Generative Scenario Rollouts for End-to-End Autonomous Driving

Rajeev Yasarla,Deepti Hegde,Shizhong Han,Hsin-Pai Cheng,Yunxiao Shi,Meysam Sadeghigooghari,Shweta Mahajan,Apratim Bhattacharyya,Litian Liu,Risheek Garrepalli,Thomas Svantesson,Fatih Porikli,Hong Cai

Vision-Language-Action (VLA) models are emerging as highly effective planning models for end-to-end autonomous driving systems. However, current works mostly rely on imitation learning from sparse trajectory annotations and under-utilize their potential as generative models. We propose Generative Scenario Rollouts (GeRo), a plug-and-play framework for VLA models that jointly performs planning and generation of language-grounded future traffic scenes through an autoregressive rollout strategy. First, a VLA model is trained to encode ego vehicle and agent dynamics into latent tokens under supervision from planning, motion, and language tasks, facilitating text-aligned generation. Next, GeRo performs language-conditioned autoregressive generation. Given multi-view images, a scenario description, and ego-action questions, it generates future latent tokens and textual responses to guide long-horizon rollouts. A rollout-consistency loss stabilizes predictions using ground truth or pseudo-labels, mitigating drift and preserving text-action alignment. This design enables GeRo to perform temporally consistent, language-grounded rollouts that support long-horizon reasoning and multi-agent planning. On Bench2Drive, GeRo improves driving score and success rate by +15.7 and +26.2, respectively. By integrating reinforcement learning with generative rollouts, GeRo achieves state-of-the-art closed-loop and open-loop performance, demonstrating strong zero-shot robustness. These results highlight the promise of generative, language-conditioned reasoning as a foundation for safer and more interpretable end-to-end autonomous driving.

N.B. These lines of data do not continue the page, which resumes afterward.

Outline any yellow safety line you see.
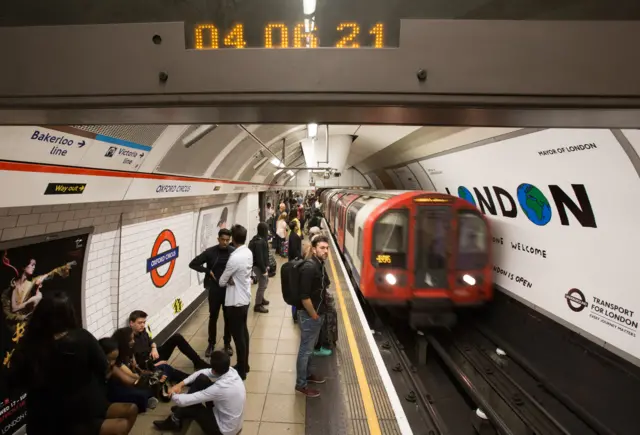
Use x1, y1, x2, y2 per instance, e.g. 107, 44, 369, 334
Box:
327, 250, 382, 435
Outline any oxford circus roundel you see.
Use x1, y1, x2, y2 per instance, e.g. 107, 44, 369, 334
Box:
146, 229, 180, 288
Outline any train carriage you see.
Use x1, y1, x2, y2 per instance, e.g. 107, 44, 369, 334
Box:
319, 188, 493, 328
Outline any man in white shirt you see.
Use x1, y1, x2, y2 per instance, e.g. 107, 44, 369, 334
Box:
152, 351, 246, 435
219, 225, 252, 380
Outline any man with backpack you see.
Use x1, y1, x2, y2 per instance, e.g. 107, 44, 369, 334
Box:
288, 235, 331, 398
189, 228, 235, 358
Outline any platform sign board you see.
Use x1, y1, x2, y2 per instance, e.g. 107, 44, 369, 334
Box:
0, 126, 151, 172
0, 232, 88, 435
421, 128, 640, 360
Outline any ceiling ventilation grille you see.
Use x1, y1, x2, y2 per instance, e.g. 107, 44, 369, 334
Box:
71, 125, 166, 147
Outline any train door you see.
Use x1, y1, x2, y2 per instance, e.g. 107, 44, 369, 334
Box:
329, 193, 345, 230
413, 205, 453, 291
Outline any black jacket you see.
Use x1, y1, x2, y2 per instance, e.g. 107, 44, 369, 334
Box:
288, 232, 302, 261
297, 256, 331, 315
189, 245, 236, 289
248, 235, 269, 274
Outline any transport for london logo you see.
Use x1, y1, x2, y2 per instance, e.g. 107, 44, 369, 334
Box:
147, 229, 180, 288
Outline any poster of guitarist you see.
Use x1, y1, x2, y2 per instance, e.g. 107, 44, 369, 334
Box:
0, 232, 88, 435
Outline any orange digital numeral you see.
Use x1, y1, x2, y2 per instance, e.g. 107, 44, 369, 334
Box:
294, 23, 318, 48
336, 22, 360, 48
223, 23, 247, 48
265, 23, 289, 48
194, 24, 219, 49
369, 23, 385, 48
376, 254, 392, 264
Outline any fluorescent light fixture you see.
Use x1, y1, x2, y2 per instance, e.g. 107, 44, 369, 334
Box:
274, 169, 283, 175
304, 18, 311, 33
303, 0, 316, 15
287, 170, 294, 176
307, 123, 318, 138
270, 157, 281, 166
182, 124, 217, 148
289, 175, 296, 180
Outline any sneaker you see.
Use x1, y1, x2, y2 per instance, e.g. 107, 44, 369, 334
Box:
147, 397, 159, 409
313, 347, 333, 357
307, 374, 326, 384
295, 385, 321, 397
153, 415, 181, 431
254, 305, 269, 314
262, 299, 270, 306
205, 343, 214, 358
224, 344, 234, 356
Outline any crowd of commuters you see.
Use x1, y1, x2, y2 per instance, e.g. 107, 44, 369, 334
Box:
8, 191, 337, 434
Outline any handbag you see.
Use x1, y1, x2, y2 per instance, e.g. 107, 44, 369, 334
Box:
136, 370, 170, 402
268, 251, 277, 277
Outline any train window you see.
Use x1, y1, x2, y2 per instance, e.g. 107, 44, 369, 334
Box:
457, 211, 489, 270
373, 209, 408, 268
415, 206, 451, 288
347, 201, 365, 236
357, 228, 363, 260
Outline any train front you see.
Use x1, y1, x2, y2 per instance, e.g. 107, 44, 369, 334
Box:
410, 195, 493, 327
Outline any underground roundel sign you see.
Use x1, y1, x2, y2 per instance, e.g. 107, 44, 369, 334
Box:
146, 229, 180, 288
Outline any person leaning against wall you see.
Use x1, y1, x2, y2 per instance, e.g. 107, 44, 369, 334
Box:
7, 292, 138, 435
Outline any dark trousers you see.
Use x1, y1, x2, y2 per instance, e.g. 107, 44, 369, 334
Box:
157, 334, 203, 367
156, 363, 189, 383
226, 305, 250, 377
106, 380, 153, 413
208, 286, 231, 347
175, 375, 222, 435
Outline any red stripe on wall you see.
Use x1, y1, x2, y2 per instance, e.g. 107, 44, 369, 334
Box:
0, 160, 265, 186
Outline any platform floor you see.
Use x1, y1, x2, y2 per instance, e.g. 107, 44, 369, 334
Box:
130, 254, 305, 435
131, 235, 405, 435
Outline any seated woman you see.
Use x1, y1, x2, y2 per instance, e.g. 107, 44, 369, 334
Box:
8, 292, 138, 435
99, 335, 158, 413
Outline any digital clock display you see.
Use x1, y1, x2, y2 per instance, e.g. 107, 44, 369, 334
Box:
193, 21, 388, 49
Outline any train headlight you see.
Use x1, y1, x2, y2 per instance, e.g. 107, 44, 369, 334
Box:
462, 274, 476, 286
385, 273, 397, 285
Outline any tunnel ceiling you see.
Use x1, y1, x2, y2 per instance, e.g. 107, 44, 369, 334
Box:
97, 123, 423, 185
68, 123, 524, 186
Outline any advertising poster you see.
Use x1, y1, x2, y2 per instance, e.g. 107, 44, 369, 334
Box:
194, 204, 236, 286
0, 233, 88, 435
421, 128, 640, 359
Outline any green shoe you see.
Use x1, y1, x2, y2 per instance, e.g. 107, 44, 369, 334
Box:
313, 347, 332, 357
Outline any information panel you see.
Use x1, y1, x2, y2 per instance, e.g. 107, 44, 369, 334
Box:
1, 0, 637, 50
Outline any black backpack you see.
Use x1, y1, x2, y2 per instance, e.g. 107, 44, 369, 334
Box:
268, 251, 277, 278
281, 258, 308, 305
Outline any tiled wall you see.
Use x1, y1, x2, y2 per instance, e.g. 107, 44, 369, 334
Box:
0, 194, 239, 339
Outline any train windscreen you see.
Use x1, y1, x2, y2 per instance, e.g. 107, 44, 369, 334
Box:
373, 210, 408, 268
456, 211, 489, 270
415, 206, 451, 289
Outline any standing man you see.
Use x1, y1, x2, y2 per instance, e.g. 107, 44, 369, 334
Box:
294, 235, 331, 397
248, 222, 270, 314
189, 228, 235, 358
219, 225, 252, 380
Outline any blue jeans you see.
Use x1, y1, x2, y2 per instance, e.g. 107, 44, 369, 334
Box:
155, 363, 189, 383
296, 310, 324, 388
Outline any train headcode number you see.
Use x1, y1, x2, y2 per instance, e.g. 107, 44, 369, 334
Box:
376, 254, 392, 264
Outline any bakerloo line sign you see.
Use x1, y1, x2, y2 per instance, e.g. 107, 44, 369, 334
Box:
445, 183, 597, 228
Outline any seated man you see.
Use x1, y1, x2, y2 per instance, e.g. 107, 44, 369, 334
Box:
153, 351, 246, 435
129, 310, 209, 372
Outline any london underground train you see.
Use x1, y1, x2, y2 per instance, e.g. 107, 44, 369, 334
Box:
319, 189, 493, 328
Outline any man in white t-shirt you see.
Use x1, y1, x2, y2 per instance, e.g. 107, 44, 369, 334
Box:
153, 351, 246, 435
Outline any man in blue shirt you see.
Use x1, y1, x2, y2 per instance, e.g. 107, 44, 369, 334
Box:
219, 225, 253, 380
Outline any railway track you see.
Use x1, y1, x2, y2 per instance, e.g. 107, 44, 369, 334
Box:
369, 306, 609, 435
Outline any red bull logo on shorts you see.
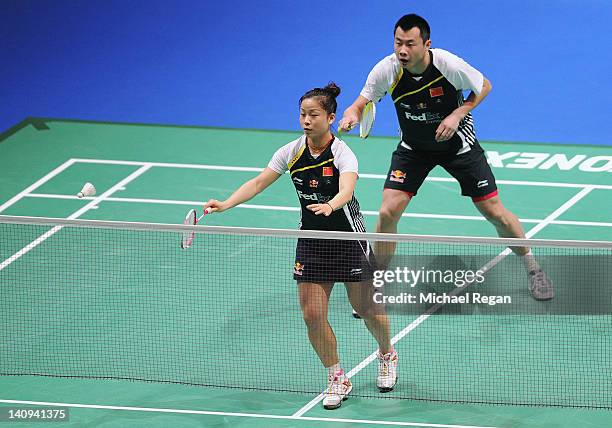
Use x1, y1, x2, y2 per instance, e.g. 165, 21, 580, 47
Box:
294, 262, 304, 276
390, 170, 406, 183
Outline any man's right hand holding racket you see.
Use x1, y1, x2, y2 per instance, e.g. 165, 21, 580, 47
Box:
338, 95, 376, 139
338, 113, 359, 134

翻译：视觉-语言-行动（VLA）模型正逐渐成为端到端自动驾驶系统中高效的规划模型。然而，当前研究大多依赖于稀疏轨迹标注的模仿学习，未能充分利用其作为生成模型的潜力。我们提出了生成式场景推演（GeRo），一个即插即用的VLA模型框架，通过自回归推演策略联合执行规划与基于语言的未来交通场景生成。首先，在规划、运动及语言任务的监督下训练一个VLA模型，将自车与交通参与者的动态编码为潜在标记，以促进文本对齐的生成。接着，GeRo执行语言条件的自回归生成。给定多视角图像、场景描述及自车动作问题，它生成未来的潜在标记与文本响应，以指导长时域推演。推演一致性损失利用真实标注或伪标签稳定预测，缓解漂移并保持文本-动作对齐。该设计使GeRo能够执行时序一致、基于语言的场景推演，支持长时域推理与多智能体规划。在Bench2Drive基准上，GeRo将驾驶分数和成功率分别提升了+15.7和+26.2。通过将强化学习与生成式推演相结合，GeRo实现了最先进的闭环与开环性能，并展现出强大的零样本鲁棒性。这些结果凸显了生成式、语言条件推理作为构建更安全、更可解释的端到端自动驾驶基础的潜力。